A 73-year-old man who died earlier this month in a botched 500-foot BASE jump from an Idaho bridge was attempting a stunt that included the burning of his parachute, the local Twin Falls Times-News reported on Tuesday.
Jim Hickey of Claremont, California, planned to jump off the Perrine Bridge into the Snake River as another person set his parachute on fire, the newspaper reported, citing local sheriff's officials.
The paper said Hickey intended to drop that parachute and deploy a backup, but the stunt went awry and he burst into flames before falling to his death.
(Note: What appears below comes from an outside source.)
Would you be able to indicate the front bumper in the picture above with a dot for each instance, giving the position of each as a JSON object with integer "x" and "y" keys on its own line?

In a video of the incident published to YouTube on Monday, Hickey can be seen erupting into a fireball while another person jumped from the bridge and landed safely below.
The details come two days after renown rock climber Dean Potter and another man died while attempting jumps from a 3,000-foot-high (900-metre) cliff in California's Yosemite National Park, the latest in a string of deaths nationwide in the extreme sport of BASE jumping.
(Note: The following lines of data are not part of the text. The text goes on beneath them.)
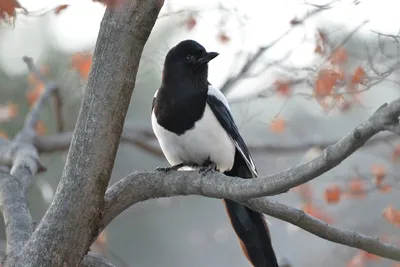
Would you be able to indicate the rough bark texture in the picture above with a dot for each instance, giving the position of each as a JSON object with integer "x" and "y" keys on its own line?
{"x": 70, "y": 225}
{"x": 82, "y": 207}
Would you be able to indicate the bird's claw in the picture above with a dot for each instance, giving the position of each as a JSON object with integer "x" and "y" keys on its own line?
{"x": 210, "y": 168}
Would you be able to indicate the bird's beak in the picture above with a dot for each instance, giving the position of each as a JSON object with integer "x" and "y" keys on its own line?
{"x": 207, "y": 57}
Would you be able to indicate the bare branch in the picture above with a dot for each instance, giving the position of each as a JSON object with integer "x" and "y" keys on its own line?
{"x": 140, "y": 186}
{"x": 324, "y": 230}
{"x": 23, "y": 159}
{"x": 252, "y": 60}
{"x": 77, "y": 204}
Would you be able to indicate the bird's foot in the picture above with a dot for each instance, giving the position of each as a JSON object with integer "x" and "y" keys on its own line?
{"x": 209, "y": 168}
{"x": 172, "y": 168}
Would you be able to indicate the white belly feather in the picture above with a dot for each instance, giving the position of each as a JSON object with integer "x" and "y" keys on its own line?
{"x": 206, "y": 140}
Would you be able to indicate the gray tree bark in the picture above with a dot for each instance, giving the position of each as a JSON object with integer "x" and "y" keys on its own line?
{"x": 83, "y": 205}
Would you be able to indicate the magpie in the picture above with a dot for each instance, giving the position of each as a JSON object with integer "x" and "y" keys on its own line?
{"x": 194, "y": 127}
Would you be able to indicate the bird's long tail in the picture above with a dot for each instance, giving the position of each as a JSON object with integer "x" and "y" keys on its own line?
{"x": 250, "y": 227}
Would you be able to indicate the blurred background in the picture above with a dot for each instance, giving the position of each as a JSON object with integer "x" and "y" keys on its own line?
{"x": 282, "y": 105}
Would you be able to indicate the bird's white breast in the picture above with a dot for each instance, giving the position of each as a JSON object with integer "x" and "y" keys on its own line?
{"x": 206, "y": 140}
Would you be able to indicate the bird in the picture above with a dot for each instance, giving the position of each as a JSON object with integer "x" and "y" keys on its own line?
{"x": 194, "y": 126}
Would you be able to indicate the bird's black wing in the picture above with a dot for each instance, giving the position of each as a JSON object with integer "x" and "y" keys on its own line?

Hickey, a retired accountant, had participated in more than 1,000 jumps in the decade since he took up a sport in which parachutists free-fall from such fixed points as cliffs, bridges and buildings, according to Tom Aiello, a friend and owner of a BASE jumping school in Twin Falls.
Aiello estimated that 500 people a year parachute from the bridge. BASE is an acronym for buildings, antennas, spans and Earth, which are the kinds of platforms used by jumpers. Officials said Hickey was the second person to die there attempting such a jump this year.